Por Maria da Glória Vianna
Lá dentro não se trata nem de recordar nem de repetir, mas, sim, de produzir algo novo
Há épocas em que a cidade foge ao seu ritmo normal, parece, inclusive, ter outro odor. Da janela, é possível ver que lá fora já não há tantos carros nas ruas. Aqui dentro, o ritmo do entra e sai também diminuiu. De todo modo, quem veio parece querer lidar com algo de si que está à flor da pele, que exala pelo corpo, como um cheiro.
Tão logo entrou, a moça comentou que, no restaurante ao lado do edifício onde fica o consultório do Cara lá de Dentro, estava se fazendo fritura. De fato, o cheiro estava subindo. Com o aroma, todos foram transportados para outras cenas. As recordações de almoços e jantares de família imperaram.
A fragrância que, hoje, por acaso, foi de comida, às vezes é de desespero, de pressa, de pessoa que não sabe o que fazer com o seu próprio cheiro.

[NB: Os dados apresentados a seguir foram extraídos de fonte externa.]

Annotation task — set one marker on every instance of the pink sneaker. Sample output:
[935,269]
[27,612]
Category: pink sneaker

Não há desculpa, nem disfarce para o que, de nós, transpira com o suor. Pareceu ser o caso do rapaz que entrou marchando, cheio de si e saiu transtornado. Diferentemente do seu habitual, despediu-se beijando até quem ele não conhecia.
O cheiro de comida foi substituído pelo perfume francês utilizado por um velho frequentador, um cirurgião plástico. Brindou a todos ali presentes com um belo e emocionado relato de uma viagem que acabara de fazer à África. Esse senhor contou-nos como, diante de pacientes com deformidades físicas, valeu-se, para além dos bisturis cirúrgicos, dos bisturis da psicanálise para ouvir aqueles que procuravam por ele.
Ouvir histórias e relatos como o do cirurgião plástico não nos ensina um modo de resolver os problemas, mas mostra a singularidade dele ao responder aos desafios que lhe foram apresentados. Quem escuta as histórias, não aprende a reproduzi-las, mas se sente convocado a ser o próximo a contar a sua. Como, talvez, cada qual pensasse a esse respeito, cresceu o silêncio.
Do lado de fora, o tempo estava meio cinza e nublado. Uma senhora comentou: “- Se pelo menos chovesse”. Parecia estar dizendo que, se pelo menos chovesse, aconteceria algo diferente, pelo menos do lado de fora. Sabia que, lá dentro, cada um precisa lidar com o marasmo de suas repetições.
Aqui entra a diferença entre estar na Sala da Espera e na presença do Homem de Dentro. Do lado de fora, o cheiro emociona ou incomoda, mas não transforma ninguém. Lá dentro, tomará a consistência de uma palavra, ainda que temporária. Os acidentes de corpo terão de ser, de alguma forma, pinçados e, então, nomeados. Lá dentro não se trata nem de recordar nem de repetir, mas, sim, de produzir algo novo.
Por falar nisso, um feliz e cheiroso dia!
Maria da Glória Vianna é psicanalista, mestre em linguística pela PUC e membro do Corpo de Formação do IPLA.